Appare sempre più evidente, come avevamo anche analizzato in un precedente contributo (vedi qui), il fatto che ci troviamo in una fase di cambiamento delle politiche economiche messe in campo dal nostro governo, ma la dimensione di questo cambiamento dipende in modo predominante dalla scelta o meno di rimanere dentro le regole dell’Unione Europea, la quale a sua volta si trova ora di fronte a un bivio.
Può continuare sulla strada percorsa finora di entità a metà strada fra un’istituzione internazionale e una sovranazionale, fondata sulla competizione interna e su una colonizzazione di fatto dei paesi Mediterranei e dell’Est a favore del capitale centrale a guida franco-tedesca, cosa che la condurrà con tutta probabilità alla sua disgregazione.

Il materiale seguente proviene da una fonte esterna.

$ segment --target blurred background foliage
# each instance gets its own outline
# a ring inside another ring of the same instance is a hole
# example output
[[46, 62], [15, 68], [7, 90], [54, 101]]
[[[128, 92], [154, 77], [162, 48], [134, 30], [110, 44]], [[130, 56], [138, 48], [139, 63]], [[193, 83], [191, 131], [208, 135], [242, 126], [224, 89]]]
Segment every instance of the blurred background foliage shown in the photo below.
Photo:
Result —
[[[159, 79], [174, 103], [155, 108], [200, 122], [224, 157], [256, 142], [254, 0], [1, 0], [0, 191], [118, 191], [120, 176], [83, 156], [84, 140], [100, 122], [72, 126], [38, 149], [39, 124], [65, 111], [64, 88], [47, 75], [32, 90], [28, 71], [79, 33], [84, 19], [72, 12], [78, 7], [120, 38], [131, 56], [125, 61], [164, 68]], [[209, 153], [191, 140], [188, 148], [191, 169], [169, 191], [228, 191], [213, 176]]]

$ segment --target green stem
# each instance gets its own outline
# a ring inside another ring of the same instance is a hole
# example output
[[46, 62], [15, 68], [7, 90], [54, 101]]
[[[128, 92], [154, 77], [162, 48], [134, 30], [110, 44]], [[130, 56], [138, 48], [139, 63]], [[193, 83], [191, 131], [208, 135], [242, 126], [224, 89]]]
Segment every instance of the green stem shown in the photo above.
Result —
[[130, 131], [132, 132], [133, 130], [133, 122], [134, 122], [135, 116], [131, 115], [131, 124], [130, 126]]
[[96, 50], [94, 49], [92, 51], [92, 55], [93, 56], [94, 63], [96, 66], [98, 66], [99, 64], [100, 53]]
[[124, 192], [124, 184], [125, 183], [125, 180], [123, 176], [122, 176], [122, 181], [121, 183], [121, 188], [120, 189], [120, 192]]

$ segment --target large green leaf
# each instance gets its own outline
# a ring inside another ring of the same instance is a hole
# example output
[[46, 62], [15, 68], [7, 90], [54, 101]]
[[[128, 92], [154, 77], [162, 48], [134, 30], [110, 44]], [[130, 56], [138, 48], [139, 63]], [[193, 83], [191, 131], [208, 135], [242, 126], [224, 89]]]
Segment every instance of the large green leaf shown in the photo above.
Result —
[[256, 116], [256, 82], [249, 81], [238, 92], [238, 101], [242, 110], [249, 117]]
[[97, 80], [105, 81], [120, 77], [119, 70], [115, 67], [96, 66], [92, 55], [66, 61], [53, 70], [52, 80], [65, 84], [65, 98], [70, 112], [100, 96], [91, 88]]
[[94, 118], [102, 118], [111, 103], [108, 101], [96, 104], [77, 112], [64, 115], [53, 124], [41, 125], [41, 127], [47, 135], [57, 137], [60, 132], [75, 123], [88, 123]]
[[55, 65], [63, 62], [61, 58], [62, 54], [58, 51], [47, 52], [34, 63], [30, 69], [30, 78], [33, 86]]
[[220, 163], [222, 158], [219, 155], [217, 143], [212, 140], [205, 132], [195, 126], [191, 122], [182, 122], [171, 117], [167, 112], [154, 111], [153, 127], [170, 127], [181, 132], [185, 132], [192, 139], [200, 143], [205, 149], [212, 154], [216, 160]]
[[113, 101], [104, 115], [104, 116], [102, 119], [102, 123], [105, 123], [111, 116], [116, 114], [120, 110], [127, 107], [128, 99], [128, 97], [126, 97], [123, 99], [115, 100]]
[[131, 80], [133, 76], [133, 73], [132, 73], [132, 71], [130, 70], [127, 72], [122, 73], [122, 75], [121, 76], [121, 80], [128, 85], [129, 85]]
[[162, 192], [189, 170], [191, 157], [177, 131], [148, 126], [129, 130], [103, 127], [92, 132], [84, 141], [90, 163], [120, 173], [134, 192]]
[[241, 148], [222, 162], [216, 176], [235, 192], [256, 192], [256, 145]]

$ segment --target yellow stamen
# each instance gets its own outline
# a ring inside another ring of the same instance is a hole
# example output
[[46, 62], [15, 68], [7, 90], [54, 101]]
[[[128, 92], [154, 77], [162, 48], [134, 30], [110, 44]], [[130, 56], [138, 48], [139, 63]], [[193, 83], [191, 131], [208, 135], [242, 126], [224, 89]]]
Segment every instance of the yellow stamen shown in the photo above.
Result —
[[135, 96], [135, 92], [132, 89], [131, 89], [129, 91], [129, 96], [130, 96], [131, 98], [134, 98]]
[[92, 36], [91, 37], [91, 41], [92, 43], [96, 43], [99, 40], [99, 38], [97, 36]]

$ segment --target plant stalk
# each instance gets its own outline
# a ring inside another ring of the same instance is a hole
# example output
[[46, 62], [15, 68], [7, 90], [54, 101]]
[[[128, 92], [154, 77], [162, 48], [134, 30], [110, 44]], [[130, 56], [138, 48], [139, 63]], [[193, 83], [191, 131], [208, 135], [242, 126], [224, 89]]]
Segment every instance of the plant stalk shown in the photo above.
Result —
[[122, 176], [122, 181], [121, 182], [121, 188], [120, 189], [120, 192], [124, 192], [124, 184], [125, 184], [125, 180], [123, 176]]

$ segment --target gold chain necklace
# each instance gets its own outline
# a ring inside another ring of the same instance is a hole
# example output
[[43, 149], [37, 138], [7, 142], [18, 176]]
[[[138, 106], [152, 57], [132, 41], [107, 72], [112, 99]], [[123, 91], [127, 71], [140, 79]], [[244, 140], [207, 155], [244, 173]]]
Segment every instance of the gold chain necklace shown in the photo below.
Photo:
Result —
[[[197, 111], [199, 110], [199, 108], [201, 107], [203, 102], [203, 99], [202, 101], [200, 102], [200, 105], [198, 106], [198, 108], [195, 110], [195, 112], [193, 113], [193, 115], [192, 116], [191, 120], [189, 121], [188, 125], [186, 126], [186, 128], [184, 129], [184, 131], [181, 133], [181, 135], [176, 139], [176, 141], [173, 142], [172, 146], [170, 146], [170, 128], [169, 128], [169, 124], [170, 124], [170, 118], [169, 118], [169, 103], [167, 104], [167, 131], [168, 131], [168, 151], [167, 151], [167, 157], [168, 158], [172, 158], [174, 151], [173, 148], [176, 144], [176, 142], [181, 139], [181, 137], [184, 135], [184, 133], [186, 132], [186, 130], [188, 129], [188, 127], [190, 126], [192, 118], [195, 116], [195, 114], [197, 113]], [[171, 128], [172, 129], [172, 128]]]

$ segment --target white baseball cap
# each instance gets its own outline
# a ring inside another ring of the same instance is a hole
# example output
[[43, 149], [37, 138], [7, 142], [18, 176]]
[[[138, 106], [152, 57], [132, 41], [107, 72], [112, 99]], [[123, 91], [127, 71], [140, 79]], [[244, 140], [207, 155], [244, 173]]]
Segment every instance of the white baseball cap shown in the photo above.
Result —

Oppure può cambiare radicalmente rotta, sia rispetto al proprio funzionamento, andando verso una integrazione economica reale (per esempio attraverso una politica fiscale comune o l’emissione di eurobond), sia rispetto alle politiche economiche che l’hanno caratterizzata fin dalla sua nascita, ossia austerità, piegamento del settore statale alle necessità di quello privato, ecc.
Guardando l’esito delle riunioni dell’Eurogruppo della settimana passata (leggi qui), nonché le recenti dichiarazioni della presidente della Commissione Europea, Ursula von Der Leyen (leggi qui), sembra che in questo momento la prima opzione stia prevalendo a livello istituzionale.
In modo quasi del tutto inaspettato, invece, l’ex presidente della Banca Centrale Europea, Mario Draghi, si è fatto paladino della seconda opzione con un editoriale sul Financial Time (leggi qui).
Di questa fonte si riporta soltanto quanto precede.